Keywords: hepatocyte growth factor, Akt, xenograft, apoptosis, angiogenesis

INTRODUCTION

Mutations/deletions of tumor suppressors, such as the phosphatase and tensin homolog deleted on chromosome 10q (PTEN), lead to Akt hyperactivation and are commonly found in malignant neoplasms [1]. Receptor tyrosine kinase (RTK) systems such as those involving c-Met, epidermal growth factor receptor (egfr), and platelet derived growth factor receptor (pdgfr) commonly influence PTEN associated oncogenic signaling [2–5]. Amplifications and/or activating mutations in receptor tyrosine kinases lead to hyperactivation of downstream signaling pathways, like the PI3K/Akt pathway, that mediate oncogenic phenotypic responses. Dysfunction of these oncogenic molecular pathways contributes to uncontrolled tumor cell proliferation, survival, invasiveness, and tumor angiogenesis and poor patient prognoses in a variety of solid malignancies [1].

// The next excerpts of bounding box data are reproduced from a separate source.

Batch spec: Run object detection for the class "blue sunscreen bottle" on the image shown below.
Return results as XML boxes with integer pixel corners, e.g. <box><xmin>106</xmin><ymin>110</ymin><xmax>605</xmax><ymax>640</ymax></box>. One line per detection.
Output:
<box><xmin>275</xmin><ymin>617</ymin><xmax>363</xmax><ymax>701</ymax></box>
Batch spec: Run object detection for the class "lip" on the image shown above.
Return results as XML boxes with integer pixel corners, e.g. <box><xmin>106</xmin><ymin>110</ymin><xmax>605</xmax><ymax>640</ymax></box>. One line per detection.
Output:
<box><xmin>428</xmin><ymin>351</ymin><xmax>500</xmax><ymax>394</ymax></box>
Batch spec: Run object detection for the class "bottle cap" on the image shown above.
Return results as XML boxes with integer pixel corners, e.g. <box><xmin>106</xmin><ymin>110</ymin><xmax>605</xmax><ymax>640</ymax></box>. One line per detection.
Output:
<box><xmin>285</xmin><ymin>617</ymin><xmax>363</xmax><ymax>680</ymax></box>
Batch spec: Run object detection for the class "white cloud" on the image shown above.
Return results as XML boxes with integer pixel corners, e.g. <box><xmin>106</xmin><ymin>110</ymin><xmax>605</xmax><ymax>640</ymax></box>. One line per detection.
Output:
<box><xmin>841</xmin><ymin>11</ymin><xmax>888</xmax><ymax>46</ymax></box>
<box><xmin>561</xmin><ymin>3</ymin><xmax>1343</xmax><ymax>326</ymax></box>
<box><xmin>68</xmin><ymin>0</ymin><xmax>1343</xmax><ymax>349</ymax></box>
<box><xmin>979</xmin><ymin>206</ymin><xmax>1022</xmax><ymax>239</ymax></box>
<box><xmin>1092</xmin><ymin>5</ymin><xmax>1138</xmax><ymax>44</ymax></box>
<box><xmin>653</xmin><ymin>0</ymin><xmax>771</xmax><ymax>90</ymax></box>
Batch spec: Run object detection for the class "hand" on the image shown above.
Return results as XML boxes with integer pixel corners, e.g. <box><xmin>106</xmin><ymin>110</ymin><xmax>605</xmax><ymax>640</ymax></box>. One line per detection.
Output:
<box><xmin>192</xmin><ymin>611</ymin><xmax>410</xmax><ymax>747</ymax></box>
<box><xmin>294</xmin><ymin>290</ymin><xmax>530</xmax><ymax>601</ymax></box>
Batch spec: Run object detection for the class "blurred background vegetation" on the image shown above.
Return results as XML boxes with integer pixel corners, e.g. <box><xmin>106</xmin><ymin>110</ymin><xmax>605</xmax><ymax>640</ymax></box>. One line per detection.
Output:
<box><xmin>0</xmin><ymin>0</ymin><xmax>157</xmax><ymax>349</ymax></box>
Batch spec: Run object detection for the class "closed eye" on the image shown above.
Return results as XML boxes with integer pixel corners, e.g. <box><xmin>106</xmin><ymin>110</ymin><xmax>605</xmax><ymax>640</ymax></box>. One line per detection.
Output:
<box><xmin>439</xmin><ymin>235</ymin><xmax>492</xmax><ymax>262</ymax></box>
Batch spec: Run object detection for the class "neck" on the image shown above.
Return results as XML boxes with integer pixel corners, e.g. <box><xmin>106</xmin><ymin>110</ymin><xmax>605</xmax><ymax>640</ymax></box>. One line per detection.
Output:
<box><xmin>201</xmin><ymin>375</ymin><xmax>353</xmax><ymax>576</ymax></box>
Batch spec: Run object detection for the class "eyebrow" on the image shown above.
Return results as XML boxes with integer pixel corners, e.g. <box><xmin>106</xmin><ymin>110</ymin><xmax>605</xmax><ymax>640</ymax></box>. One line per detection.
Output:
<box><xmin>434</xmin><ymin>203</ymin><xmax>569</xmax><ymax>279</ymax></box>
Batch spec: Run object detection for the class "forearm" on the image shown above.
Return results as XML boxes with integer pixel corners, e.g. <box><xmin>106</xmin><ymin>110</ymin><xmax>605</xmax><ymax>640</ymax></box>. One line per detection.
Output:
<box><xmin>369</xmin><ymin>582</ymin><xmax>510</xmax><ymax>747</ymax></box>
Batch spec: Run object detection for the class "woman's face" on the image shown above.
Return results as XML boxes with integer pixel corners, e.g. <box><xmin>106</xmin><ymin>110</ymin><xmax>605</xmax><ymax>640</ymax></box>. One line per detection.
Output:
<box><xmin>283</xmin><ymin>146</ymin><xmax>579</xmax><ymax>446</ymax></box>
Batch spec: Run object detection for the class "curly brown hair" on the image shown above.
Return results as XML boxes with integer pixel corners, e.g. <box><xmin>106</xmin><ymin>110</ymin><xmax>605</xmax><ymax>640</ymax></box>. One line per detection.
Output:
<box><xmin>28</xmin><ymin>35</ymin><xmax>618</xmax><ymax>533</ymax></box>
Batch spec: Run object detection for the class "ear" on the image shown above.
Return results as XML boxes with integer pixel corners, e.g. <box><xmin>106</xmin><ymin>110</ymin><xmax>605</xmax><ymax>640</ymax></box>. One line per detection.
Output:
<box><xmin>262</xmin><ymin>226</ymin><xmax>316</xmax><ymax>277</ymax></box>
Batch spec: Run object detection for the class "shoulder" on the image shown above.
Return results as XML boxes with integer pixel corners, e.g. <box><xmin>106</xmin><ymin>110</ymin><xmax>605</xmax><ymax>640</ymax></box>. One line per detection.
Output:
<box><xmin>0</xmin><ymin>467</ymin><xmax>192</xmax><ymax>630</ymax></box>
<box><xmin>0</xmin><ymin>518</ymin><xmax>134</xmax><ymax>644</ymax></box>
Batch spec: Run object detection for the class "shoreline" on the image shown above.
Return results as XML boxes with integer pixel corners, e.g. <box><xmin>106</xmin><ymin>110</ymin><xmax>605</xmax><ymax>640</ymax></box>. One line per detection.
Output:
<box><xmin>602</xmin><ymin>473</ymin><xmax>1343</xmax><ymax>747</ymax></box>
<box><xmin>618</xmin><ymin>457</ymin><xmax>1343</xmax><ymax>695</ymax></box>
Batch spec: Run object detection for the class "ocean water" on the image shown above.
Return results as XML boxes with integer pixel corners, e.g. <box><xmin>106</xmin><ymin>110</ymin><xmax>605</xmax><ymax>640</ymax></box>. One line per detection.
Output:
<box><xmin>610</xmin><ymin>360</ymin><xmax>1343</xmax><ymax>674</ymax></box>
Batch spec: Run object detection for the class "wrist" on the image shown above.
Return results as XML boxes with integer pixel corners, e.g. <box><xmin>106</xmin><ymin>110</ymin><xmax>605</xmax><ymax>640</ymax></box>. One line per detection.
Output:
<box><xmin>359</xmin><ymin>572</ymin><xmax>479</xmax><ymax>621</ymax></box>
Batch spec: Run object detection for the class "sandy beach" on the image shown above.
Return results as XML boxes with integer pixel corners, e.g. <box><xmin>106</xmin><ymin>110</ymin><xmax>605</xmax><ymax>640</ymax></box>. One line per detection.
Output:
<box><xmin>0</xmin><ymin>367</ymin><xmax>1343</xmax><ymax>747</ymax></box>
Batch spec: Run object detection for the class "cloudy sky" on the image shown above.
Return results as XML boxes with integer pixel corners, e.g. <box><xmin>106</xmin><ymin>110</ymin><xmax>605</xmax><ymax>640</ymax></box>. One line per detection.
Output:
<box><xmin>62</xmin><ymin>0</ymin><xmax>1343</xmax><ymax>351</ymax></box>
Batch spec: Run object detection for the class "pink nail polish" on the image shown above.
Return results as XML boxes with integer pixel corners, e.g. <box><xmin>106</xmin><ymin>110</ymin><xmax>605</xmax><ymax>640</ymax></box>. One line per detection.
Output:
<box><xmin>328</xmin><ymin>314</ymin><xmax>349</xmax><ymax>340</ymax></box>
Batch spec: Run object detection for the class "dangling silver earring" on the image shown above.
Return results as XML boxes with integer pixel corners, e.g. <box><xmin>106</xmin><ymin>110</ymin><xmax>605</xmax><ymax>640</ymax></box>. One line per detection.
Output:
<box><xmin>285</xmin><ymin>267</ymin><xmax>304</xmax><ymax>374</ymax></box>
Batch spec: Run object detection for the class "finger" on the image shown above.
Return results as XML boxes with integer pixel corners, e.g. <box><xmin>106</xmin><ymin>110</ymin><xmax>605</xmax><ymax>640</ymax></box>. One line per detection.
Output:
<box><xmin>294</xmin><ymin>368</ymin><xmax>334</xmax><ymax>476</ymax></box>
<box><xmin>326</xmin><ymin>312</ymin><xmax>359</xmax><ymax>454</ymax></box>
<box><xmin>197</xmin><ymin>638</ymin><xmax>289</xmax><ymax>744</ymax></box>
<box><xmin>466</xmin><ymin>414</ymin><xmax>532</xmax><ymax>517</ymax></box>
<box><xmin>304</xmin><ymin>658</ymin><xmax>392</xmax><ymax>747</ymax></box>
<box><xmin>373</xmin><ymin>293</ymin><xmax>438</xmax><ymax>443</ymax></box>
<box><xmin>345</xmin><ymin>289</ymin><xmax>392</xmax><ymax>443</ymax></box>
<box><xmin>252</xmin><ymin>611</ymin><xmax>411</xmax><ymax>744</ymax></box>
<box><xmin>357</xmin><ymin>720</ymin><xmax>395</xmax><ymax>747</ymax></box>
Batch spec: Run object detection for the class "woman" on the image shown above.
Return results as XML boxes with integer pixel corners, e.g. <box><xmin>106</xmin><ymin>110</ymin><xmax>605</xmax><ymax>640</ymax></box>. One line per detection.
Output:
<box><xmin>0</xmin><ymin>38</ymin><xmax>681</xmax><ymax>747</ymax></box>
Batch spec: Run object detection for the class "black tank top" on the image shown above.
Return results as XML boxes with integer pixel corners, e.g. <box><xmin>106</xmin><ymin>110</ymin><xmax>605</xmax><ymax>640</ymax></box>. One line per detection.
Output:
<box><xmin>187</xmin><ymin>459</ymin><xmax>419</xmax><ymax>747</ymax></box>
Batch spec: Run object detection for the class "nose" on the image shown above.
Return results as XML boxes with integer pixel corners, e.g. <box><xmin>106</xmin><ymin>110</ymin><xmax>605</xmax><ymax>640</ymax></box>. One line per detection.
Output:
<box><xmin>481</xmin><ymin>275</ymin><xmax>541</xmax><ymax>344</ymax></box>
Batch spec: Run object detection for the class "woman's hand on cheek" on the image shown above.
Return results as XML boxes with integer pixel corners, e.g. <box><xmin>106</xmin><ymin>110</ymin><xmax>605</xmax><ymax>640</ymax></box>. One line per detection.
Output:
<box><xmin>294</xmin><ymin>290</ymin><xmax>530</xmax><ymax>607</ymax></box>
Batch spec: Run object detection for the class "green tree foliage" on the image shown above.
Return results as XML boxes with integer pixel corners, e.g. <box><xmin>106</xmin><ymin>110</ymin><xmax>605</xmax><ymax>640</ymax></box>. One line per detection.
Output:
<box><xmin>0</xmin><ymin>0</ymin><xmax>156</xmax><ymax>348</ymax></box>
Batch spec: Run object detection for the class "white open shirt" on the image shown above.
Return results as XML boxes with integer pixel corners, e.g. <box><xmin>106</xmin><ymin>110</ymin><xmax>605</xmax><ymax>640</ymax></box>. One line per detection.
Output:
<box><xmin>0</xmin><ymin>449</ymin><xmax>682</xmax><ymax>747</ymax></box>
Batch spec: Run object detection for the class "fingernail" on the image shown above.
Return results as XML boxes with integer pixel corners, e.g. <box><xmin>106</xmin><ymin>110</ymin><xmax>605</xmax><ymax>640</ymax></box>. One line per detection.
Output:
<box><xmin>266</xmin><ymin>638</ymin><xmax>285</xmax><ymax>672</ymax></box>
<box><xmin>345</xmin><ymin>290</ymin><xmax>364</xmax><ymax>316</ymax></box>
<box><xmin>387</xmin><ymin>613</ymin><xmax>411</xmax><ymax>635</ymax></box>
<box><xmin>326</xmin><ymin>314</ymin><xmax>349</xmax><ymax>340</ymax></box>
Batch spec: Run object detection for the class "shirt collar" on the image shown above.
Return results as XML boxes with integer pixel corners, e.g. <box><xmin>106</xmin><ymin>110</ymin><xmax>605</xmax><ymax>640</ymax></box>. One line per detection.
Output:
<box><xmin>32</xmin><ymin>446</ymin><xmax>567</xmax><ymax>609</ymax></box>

PTEN is a polypeptide with dual lipid and protein phosphatase activities. PTEN dephosphorylates the lipid second messenger phosphatidylinositol 3,4,5 triphosphate (PIP3) to create phosphatidylinositol 3,4 biphosphate (PIP2). Conversion of PIP3 to PIP2 diminishes the downstream effects of PI3K including the extent of Akt activation [6]. Somatic deletions/mutations of PTEN are commonly found in a wide variety of solid tumors and are detected in 40–50% of glioblastomas [7–8]. PTEN expression in PTEN-null glioma cells suppresses glioma growth in vitro and in vivo inhibiting cell migration and invasion, while also inducing apoptosis [9–12]. PTEN is shown to co-regulate RTK mediated gene expression in glioma models and influences the response to targeted kinase inhibitors [13–14].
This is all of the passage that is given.